The Tony Awards: Is Broadway back?

Broadway made a record-breaking $1.08 billion in ticket sales this season.

“Theater is in danger of becoming popular,” said Charles McNulty in the Los Angeles Times. At the 65th annual Tony Awards this week, host Neil Patrick Harris jokingly proclaimed Broadway “not just for gays anymore” in the opening musical number. And indeed, the season’s record-breaking $1.08 billion in ticket sales suggests that this one-time “poor corner of showbiz” no longer depends on a niche audience of any kind.
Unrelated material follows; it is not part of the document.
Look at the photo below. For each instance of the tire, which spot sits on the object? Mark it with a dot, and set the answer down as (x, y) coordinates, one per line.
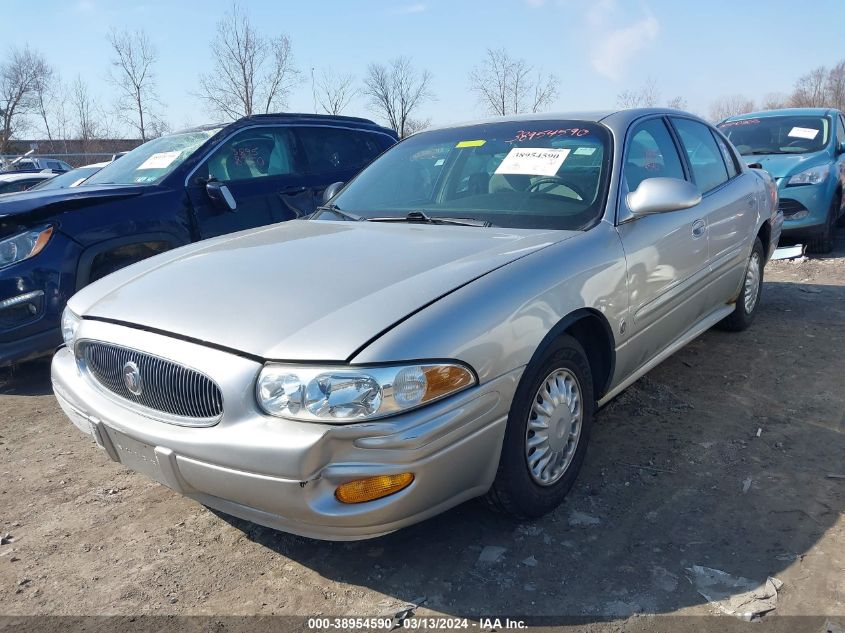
(749, 298)
(516, 490)
(824, 243)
The Tonys telecast often feels like a plea to average Americans to start caring about live theater; this year, it merely “delivered an ‘Amen’” to an already ebullient season.

The evening “was not exactly brimming with surprises,” said David Cote in the London Guardian. As expected, The Book of Mormon, the critically acclaimed musical by South Park’s Trey Parker and Matt Stone, “danced away with nine awards.” Nearly as predictable was that, as in five of the past six years, a show from Britain won Best Play. This year, it was War Horse, a production featuring a fairly maudlin script but “beguiling” equine puppets. The other nominees, Jerusalem, Good People, and The Motherf***er With the Hat, were “equally deserving of plaudits,” but the Tony voters evidently decided to go with spectacle over literary merit.